It’s not infrastructure development itself but the way it’s paid for that’s unsustainable. Normally infrastructure financing is stretched out over many years and repaid with tax receipts. In China it’s financed by debt with short maturities repaid with land sales.
China’s debt and fixed asset inefficiency problems are payments mismatch problems, not saturated market problems. That important distinction will get missed if the only thing you look at is aggregate accounting balances and not specific economic mechanics.
@michaelxpettis But in general asset lifetime value to debt maturity mismatches don’t typically resolve themselves automatically and have been observed in many cases of market failure, so it’s a bit odd to see that being hand-waved at so casually.
@michaelxpettis Ultimately you can’t answer structural mismatch without addressing payment mechanics.
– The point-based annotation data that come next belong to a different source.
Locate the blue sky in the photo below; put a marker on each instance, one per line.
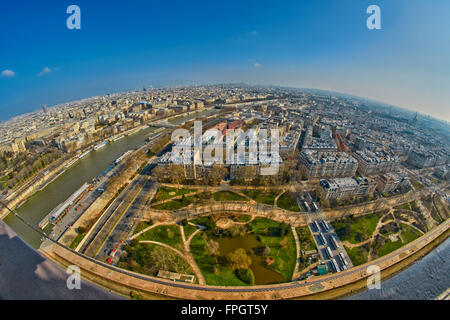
(124, 45)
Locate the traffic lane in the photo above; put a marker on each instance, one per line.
(119, 234)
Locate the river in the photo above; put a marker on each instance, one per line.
(84, 170)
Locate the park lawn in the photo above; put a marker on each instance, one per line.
(188, 230)
(284, 257)
(288, 202)
(176, 203)
(356, 230)
(142, 225)
(213, 273)
(168, 234)
(165, 193)
(205, 221)
(243, 218)
(306, 239)
(136, 260)
(388, 247)
(266, 197)
(228, 196)
(358, 255)
(409, 233)
(416, 184)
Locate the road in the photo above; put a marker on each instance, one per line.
(127, 219)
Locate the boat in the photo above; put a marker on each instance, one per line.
(101, 145)
(83, 154)
(117, 138)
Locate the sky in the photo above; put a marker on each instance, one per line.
(126, 45)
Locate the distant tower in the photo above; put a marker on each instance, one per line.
(415, 119)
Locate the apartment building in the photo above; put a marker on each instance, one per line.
(316, 164)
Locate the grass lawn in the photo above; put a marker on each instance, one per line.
(139, 260)
(212, 272)
(288, 201)
(282, 249)
(166, 234)
(409, 233)
(243, 218)
(356, 230)
(188, 230)
(206, 221)
(228, 196)
(388, 247)
(306, 239)
(416, 184)
(266, 197)
(358, 255)
(142, 225)
(176, 203)
(165, 193)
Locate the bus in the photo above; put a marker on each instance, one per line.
(322, 238)
(344, 261)
(329, 252)
(325, 225)
(335, 243)
(335, 265)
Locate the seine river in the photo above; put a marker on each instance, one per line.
(84, 170)
(425, 279)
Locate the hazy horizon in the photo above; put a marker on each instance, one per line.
(326, 45)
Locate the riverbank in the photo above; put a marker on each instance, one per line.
(386, 274)
(328, 286)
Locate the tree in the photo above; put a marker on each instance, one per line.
(176, 174)
(213, 247)
(246, 275)
(238, 259)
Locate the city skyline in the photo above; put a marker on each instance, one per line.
(324, 46)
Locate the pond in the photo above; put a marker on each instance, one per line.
(249, 242)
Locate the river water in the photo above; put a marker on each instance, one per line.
(425, 279)
(84, 170)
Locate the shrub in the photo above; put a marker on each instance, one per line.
(246, 275)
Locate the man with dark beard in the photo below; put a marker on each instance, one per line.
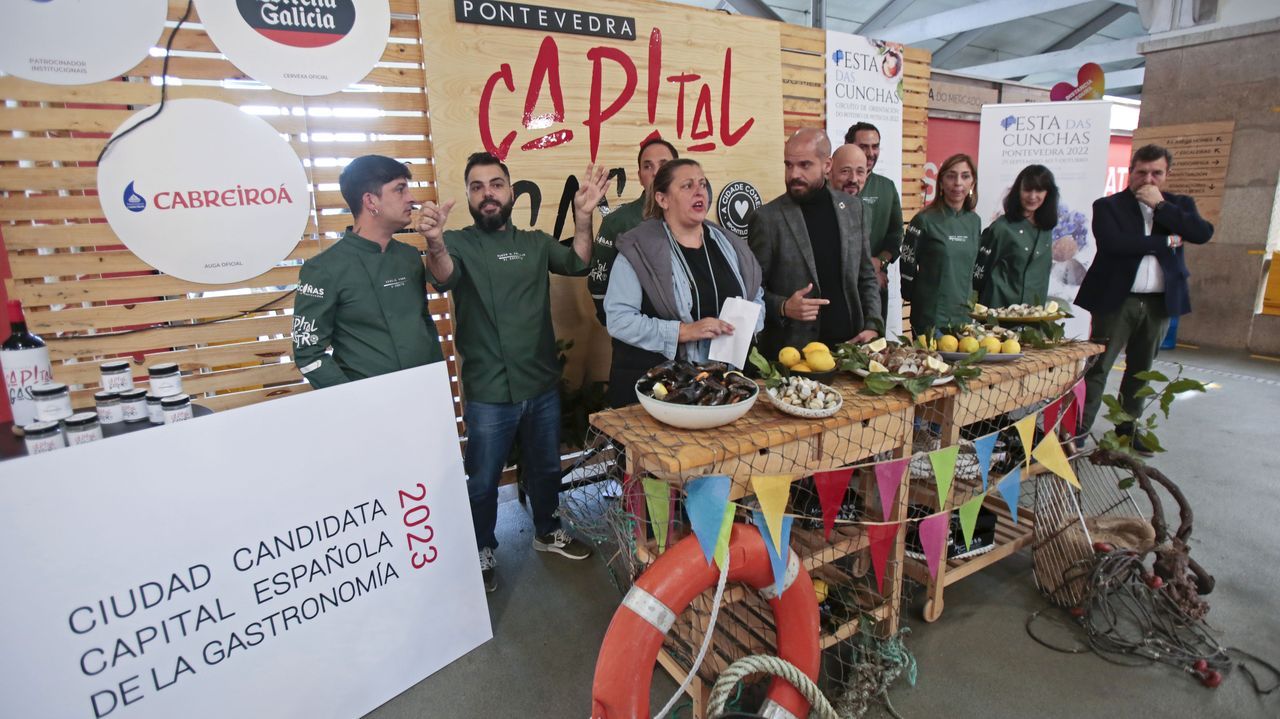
(510, 372)
(812, 244)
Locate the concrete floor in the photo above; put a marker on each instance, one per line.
(549, 614)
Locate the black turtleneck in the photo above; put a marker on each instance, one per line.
(819, 219)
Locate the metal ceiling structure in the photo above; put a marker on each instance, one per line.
(1032, 41)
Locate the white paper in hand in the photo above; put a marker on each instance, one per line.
(732, 348)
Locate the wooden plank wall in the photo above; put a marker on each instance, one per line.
(94, 300)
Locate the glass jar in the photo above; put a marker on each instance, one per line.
(82, 427)
(117, 375)
(53, 402)
(109, 411)
(177, 408)
(155, 413)
(42, 436)
(133, 404)
(165, 379)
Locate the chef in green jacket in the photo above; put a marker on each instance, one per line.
(941, 248)
(881, 198)
(365, 297)
(510, 374)
(1016, 251)
(654, 152)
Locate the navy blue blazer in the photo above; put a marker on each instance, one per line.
(1120, 233)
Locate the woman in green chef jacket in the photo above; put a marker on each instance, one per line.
(940, 250)
(1018, 248)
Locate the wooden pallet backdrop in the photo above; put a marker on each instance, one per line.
(92, 300)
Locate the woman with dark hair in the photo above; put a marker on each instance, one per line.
(1018, 248)
(672, 275)
(940, 250)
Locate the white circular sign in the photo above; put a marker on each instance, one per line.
(77, 41)
(312, 47)
(205, 192)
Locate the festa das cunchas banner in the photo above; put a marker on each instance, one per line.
(312, 553)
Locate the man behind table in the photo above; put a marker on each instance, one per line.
(498, 276)
(366, 296)
(1138, 279)
(812, 246)
(882, 200)
(654, 152)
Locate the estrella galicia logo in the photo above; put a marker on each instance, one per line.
(736, 204)
(133, 201)
(300, 24)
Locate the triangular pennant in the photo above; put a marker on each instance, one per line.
(704, 503)
(778, 559)
(944, 468)
(831, 494)
(772, 490)
(984, 447)
(933, 537)
(969, 517)
(1051, 456)
(722, 540)
(1010, 488)
(658, 498)
(1027, 433)
(888, 479)
(881, 543)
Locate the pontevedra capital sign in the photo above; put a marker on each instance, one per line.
(544, 18)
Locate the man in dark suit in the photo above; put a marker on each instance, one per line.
(1138, 279)
(813, 250)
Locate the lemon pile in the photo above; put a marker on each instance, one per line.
(816, 357)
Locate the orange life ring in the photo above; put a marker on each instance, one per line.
(625, 667)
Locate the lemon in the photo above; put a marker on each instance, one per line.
(819, 361)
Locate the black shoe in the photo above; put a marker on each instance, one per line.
(489, 569)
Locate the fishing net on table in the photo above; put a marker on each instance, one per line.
(629, 499)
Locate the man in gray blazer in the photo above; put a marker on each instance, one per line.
(813, 248)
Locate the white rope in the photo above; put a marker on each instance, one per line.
(707, 641)
(762, 664)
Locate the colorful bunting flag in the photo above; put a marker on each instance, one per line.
(944, 468)
(984, 447)
(1027, 433)
(933, 537)
(705, 499)
(888, 477)
(1051, 456)
(831, 494)
(969, 518)
(881, 543)
(1010, 488)
(773, 490)
(778, 559)
(658, 498)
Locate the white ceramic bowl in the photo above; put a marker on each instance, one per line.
(695, 416)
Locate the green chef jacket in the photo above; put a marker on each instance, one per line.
(880, 197)
(944, 248)
(502, 296)
(603, 252)
(369, 306)
(1016, 259)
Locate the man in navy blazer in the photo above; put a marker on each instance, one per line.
(1138, 278)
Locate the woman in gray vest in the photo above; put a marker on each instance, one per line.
(671, 278)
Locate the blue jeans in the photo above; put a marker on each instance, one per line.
(492, 429)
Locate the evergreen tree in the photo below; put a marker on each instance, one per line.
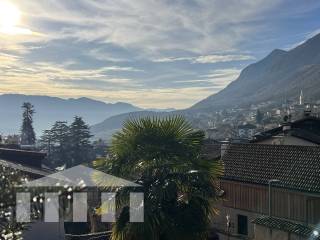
(56, 142)
(259, 117)
(28, 136)
(80, 146)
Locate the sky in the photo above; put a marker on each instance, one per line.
(151, 53)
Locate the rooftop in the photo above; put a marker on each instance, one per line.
(297, 167)
(307, 128)
(285, 225)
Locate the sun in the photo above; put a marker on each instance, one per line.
(10, 17)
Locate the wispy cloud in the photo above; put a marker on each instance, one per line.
(148, 52)
(207, 58)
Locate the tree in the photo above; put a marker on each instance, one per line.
(164, 156)
(28, 136)
(56, 142)
(259, 117)
(80, 147)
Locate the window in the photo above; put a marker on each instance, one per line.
(242, 225)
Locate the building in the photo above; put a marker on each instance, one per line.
(305, 132)
(291, 172)
(246, 131)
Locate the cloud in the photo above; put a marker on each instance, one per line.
(218, 78)
(222, 58)
(151, 25)
(207, 58)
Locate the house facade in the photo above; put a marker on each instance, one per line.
(270, 192)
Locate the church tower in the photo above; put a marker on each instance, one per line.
(301, 101)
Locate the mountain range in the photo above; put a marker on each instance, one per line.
(51, 109)
(280, 75)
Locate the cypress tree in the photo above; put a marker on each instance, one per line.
(28, 136)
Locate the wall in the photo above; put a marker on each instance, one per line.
(287, 140)
(263, 233)
(285, 203)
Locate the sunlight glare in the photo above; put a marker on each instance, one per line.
(10, 17)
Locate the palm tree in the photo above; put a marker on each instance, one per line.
(164, 156)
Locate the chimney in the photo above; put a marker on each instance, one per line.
(224, 147)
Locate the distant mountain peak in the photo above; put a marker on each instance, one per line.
(278, 74)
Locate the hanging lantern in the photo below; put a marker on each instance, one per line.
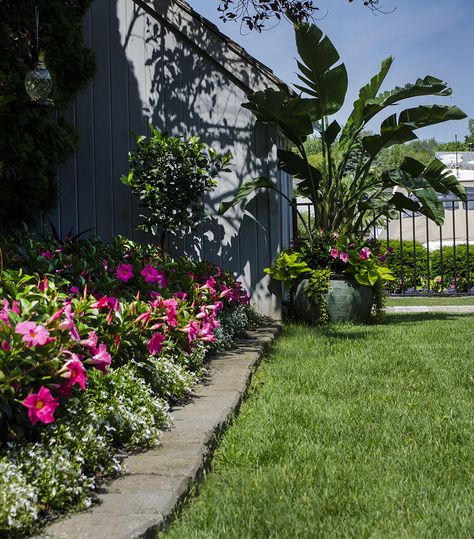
(38, 82)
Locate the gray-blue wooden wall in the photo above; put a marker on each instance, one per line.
(187, 82)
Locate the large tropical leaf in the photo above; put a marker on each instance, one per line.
(369, 104)
(398, 131)
(391, 133)
(366, 94)
(441, 177)
(426, 115)
(326, 83)
(247, 191)
(291, 114)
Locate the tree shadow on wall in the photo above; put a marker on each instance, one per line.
(162, 71)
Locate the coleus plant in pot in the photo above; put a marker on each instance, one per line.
(347, 193)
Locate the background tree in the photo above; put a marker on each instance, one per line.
(469, 140)
(255, 14)
(35, 140)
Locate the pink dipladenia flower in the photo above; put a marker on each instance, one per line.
(41, 406)
(162, 279)
(156, 343)
(124, 272)
(192, 329)
(69, 324)
(91, 341)
(144, 317)
(152, 275)
(47, 254)
(210, 284)
(101, 303)
(171, 306)
(101, 359)
(33, 334)
(77, 372)
(207, 333)
(344, 257)
(226, 292)
(43, 285)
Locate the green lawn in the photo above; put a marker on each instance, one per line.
(349, 431)
(460, 300)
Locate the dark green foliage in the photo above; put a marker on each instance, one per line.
(34, 140)
(402, 262)
(170, 176)
(443, 262)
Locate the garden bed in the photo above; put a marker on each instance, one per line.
(96, 341)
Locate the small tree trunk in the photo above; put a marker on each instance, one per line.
(163, 238)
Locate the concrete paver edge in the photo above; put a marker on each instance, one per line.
(143, 501)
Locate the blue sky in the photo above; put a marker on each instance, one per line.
(426, 37)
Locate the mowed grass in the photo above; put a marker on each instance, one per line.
(349, 431)
(458, 300)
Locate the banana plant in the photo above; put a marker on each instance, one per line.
(347, 192)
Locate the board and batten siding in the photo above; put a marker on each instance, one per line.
(182, 76)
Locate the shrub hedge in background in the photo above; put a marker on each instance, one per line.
(35, 140)
(439, 266)
(402, 263)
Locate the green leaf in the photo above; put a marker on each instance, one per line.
(247, 189)
(327, 84)
(296, 166)
(402, 202)
(331, 133)
(366, 94)
(292, 115)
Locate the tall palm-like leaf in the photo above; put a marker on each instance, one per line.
(347, 193)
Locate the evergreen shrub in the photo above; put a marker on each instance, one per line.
(36, 140)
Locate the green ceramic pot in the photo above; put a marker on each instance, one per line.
(303, 309)
(348, 300)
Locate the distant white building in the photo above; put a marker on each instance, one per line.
(459, 216)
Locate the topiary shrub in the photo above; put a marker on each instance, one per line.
(443, 262)
(170, 176)
(35, 140)
(402, 262)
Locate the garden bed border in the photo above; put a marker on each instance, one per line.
(143, 501)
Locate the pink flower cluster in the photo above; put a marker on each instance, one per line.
(57, 337)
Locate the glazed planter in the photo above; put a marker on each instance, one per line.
(303, 309)
(348, 300)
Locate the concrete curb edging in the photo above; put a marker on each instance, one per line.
(140, 503)
(431, 309)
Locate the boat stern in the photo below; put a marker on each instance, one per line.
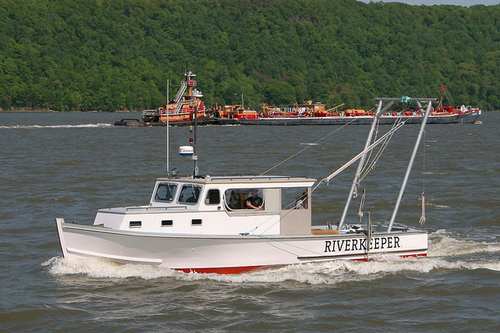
(60, 234)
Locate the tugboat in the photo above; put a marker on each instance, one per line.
(234, 224)
(183, 110)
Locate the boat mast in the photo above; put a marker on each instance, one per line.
(379, 112)
(415, 149)
(168, 133)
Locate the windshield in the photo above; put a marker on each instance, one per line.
(190, 194)
(165, 192)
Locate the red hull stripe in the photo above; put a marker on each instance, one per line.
(239, 270)
(220, 270)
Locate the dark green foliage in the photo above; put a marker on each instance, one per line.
(117, 55)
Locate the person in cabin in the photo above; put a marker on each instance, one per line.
(301, 202)
(195, 195)
(254, 201)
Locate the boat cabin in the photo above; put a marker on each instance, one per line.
(220, 205)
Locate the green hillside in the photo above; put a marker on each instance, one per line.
(117, 55)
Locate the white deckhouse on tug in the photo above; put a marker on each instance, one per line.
(204, 224)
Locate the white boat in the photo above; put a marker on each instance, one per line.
(204, 223)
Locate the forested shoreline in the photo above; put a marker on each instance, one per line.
(82, 55)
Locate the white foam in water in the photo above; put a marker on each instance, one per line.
(445, 252)
(57, 126)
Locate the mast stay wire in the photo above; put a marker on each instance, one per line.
(370, 164)
(309, 146)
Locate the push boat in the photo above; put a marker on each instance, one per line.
(204, 223)
(183, 110)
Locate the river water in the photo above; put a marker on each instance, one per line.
(71, 164)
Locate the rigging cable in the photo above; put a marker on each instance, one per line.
(309, 146)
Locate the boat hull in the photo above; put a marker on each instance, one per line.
(230, 254)
(466, 118)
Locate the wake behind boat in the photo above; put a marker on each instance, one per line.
(233, 224)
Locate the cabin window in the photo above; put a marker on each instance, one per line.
(167, 223)
(294, 198)
(166, 192)
(213, 197)
(190, 194)
(249, 198)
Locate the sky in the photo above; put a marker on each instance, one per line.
(465, 3)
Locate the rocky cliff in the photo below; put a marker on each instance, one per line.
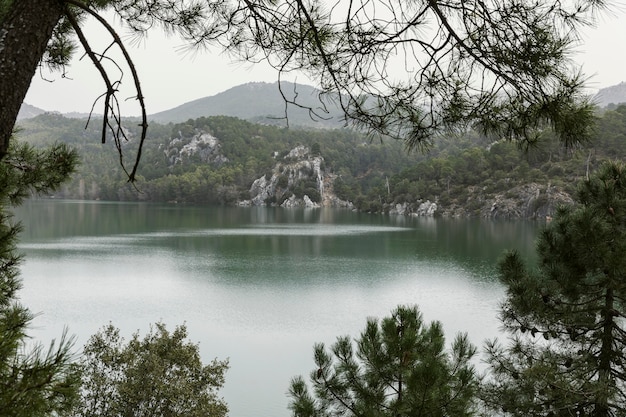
(297, 180)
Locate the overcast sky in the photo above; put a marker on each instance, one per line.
(170, 77)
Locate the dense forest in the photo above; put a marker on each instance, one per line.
(215, 160)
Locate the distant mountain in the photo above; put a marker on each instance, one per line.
(27, 111)
(615, 94)
(260, 103)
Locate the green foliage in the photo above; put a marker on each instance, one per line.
(457, 168)
(161, 374)
(396, 367)
(574, 305)
(33, 381)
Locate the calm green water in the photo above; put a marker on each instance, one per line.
(257, 285)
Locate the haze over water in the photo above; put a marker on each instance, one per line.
(259, 286)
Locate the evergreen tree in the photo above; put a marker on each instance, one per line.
(567, 356)
(33, 381)
(400, 368)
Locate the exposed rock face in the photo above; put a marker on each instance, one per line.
(298, 180)
(615, 94)
(528, 201)
(420, 209)
(202, 145)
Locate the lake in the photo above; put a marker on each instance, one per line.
(259, 286)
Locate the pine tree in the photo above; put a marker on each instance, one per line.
(567, 355)
(400, 367)
(33, 381)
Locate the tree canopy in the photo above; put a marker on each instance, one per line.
(159, 375)
(34, 381)
(567, 354)
(398, 367)
(502, 66)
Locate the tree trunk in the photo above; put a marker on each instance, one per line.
(602, 408)
(24, 35)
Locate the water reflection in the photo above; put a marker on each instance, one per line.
(257, 285)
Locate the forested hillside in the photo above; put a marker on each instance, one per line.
(217, 160)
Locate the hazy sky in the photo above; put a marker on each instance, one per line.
(170, 77)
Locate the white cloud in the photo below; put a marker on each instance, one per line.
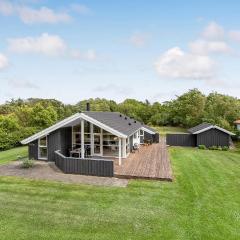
(139, 39)
(120, 90)
(234, 35)
(87, 55)
(46, 44)
(6, 8)
(22, 84)
(203, 47)
(30, 15)
(3, 61)
(42, 15)
(176, 63)
(213, 31)
(81, 9)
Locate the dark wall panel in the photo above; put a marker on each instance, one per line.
(156, 138)
(54, 143)
(213, 137)
(33, 150)
(66, 140)
(185, 140)
(148, 136)
(131, 142)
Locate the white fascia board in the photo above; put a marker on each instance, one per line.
(224, 130)
(51, 129)
(214, 127)
(147, 130)
(103, 126)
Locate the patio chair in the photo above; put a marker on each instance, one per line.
(136, 147)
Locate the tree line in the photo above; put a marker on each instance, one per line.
(21, 118)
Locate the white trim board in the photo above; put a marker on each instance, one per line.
(147, 130)
(51, 129)
(68, 121)
(214, 127)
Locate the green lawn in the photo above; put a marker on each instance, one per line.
(163, 130)
(202, 203)
(12, 154)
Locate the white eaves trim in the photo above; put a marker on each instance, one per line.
(51, 129)
(66, 122)
(103, 126)
(214, 127)
(147, 130)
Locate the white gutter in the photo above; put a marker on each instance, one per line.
(214, 127)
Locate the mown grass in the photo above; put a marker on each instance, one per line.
(203, 202)
(12, 154)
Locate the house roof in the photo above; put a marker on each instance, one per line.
(119, 122)
(237, 121)
(113, 122)
(207, 126)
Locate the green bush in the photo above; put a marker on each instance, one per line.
(27, 163)
(213, 148)
(202, 147)
(225, 148)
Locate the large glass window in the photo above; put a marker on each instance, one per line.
(110, 144)
(42, 153)
(76, 131)
(110, 151)
(127, 145)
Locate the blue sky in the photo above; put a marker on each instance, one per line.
(72, 50)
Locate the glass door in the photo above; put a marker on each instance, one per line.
(97, 140)
(42, 148)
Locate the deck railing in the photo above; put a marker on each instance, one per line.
(86, 166)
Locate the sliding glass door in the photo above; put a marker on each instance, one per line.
(42, 148)
(97, 139)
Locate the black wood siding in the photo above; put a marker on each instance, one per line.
(60, 139)
(66, 140)
(54, 143)
(33, 150)
(156, 138)
(148, 136)
(131, 142)
(152, 137)
(94, 167)
(213, 137)
(185, 140)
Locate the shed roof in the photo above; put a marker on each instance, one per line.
(207, 126)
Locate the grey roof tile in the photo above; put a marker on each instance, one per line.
(199, 127)
(117, 121)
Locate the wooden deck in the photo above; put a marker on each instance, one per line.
(150, 162)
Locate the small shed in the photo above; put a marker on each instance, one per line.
(211, 135)
(204, 134)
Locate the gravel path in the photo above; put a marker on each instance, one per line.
(48, 171)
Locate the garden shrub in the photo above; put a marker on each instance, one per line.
(27, 163)
(203, 147)
(213, 148)
(225, 148)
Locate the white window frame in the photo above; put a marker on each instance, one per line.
(42, 146)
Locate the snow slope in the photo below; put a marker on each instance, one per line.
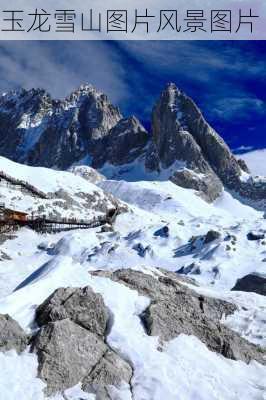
(256, 161)
(184, 369)
(69, 195)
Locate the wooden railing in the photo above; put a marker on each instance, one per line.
(23, 184)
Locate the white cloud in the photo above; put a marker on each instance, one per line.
(60, 67)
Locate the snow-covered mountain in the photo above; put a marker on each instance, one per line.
(256, 161)
(103, 314)
(86, 128)
(167, 298)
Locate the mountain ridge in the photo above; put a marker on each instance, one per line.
(86, 127)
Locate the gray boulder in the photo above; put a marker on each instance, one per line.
(211, 236)
(176, 309)
(12, 335)
(255, 283)
(66, 354)
(81, 305)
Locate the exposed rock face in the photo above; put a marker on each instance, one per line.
(176, 309)
(111, 370)
(52, 133)
(86, 128)
(125, 142)
(12, 335)
(71, 344)
(66, 354)
(180, 133)
(82, 306)
(252, 283)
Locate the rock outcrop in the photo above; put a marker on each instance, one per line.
(255, 283)
(82, 306)
(181, 135)
(59, 133)
(12, 335)
(71, 344)
(86, 128)
(175, 309)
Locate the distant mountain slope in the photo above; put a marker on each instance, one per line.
(256, 161)
(86, 129)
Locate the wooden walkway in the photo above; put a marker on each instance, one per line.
(48, 225)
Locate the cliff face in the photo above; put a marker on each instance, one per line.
(86, 128)
(38, 130)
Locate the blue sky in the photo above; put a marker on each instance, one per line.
(226, 79)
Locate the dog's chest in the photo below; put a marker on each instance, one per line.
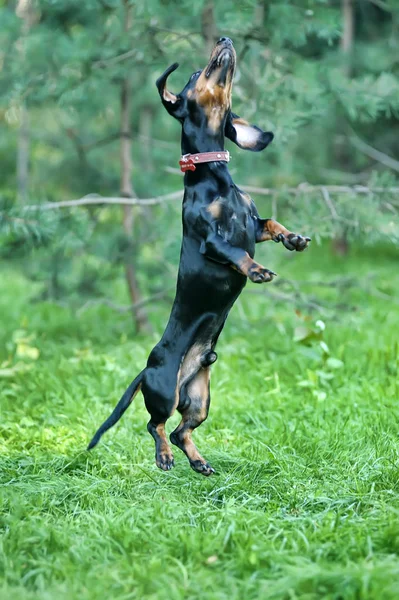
(233, 220)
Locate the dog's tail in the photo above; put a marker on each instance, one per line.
(119, 409)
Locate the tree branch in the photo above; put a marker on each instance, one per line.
(377, 155)
(93, 199)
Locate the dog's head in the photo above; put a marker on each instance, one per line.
(204, 105)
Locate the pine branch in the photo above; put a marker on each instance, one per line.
(377, 155)
(93, 199)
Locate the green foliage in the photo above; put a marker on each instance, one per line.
(65, 65)
(302, 432)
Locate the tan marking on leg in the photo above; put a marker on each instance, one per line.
(164, 454)
(247, 198)
(192, 361)
(198, 391)
(275, 228)
(195, 414)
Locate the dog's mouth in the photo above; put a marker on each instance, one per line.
(222, 63)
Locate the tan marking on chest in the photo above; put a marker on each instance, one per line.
(246, 197)
(215, 208)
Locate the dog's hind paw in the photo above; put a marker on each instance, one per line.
(165, 461)
(203, 468)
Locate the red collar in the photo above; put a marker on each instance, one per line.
(188, 161)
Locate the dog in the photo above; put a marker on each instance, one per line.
(220, 229)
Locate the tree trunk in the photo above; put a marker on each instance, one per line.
(347, 34)
(341, 243)
(23, 156)
(146, 116)
(139, 314)
(208, 26)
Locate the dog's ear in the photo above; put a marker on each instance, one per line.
(173, 104)
(246, 136)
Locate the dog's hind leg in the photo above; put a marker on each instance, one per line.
(194, 407)
(163, 453)
(161, 405)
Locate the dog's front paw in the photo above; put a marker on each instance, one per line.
(258, 274)
(294, 241)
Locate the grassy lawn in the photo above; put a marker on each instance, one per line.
(303, 434)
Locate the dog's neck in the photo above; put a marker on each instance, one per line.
(215, 171)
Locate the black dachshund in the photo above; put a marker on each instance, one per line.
(220, 229)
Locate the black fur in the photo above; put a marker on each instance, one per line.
(220, 228)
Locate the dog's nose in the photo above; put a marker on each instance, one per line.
(227, 40)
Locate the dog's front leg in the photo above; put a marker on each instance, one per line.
(216, 248)
(269, 229)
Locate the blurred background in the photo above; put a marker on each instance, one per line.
(81, 120)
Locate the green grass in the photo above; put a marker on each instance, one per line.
(303, 435)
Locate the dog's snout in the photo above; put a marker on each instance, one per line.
(225, 40)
That’s what needs to change, and that component of problem is where we get into politics of local govt fiscal transition. Which again reinforces point that issue isn’t the infrastructure itself.
@michaelxpettis If land value is saturated of course payment using land will become inefficient. That doesn’t mean other parts of economy that derive value from infrastructure can’t cover costs. Not coincidentally long maturity bonds and tax burdens are small for China’s level of development.
@michaelxpettis All of these points to payments mismatch for infrastructure, not saturation. These are financial system dislocation problems, especially in terms of financing time horizons, not oversupply issues.
@Advo_D There’s no question something is being overproduced/overpriced relative to its exchange value for other kinds of activities. But infrastructure is being paid with the thing that’s overproduced. It is not the thing being overproduced itself.
@Advo_D And this dynamic is *inherent* to asset bubbles, especially commodity based one. Do we say that labor is the thing in excess when an asset bubble financing the rest of the economy implodes and takes out financing for all sorts of other activities? No.
@Advo_D Another way to understand how payment mismatch causes debt inefficiency is to look at a simple case model. if you make X income and take a loan 5x that with repayment in 1 year for something (like education) that you know will be over it’s lifetime be worth 10x that loan,
@Advo_D Is your present 5:1 indebtedness a reflection of the fact that the thing you bought with the loan won’t increase your lifetime earnings? No. This is why looking only at present payment costs does not automatically tell you the long term value of the investment.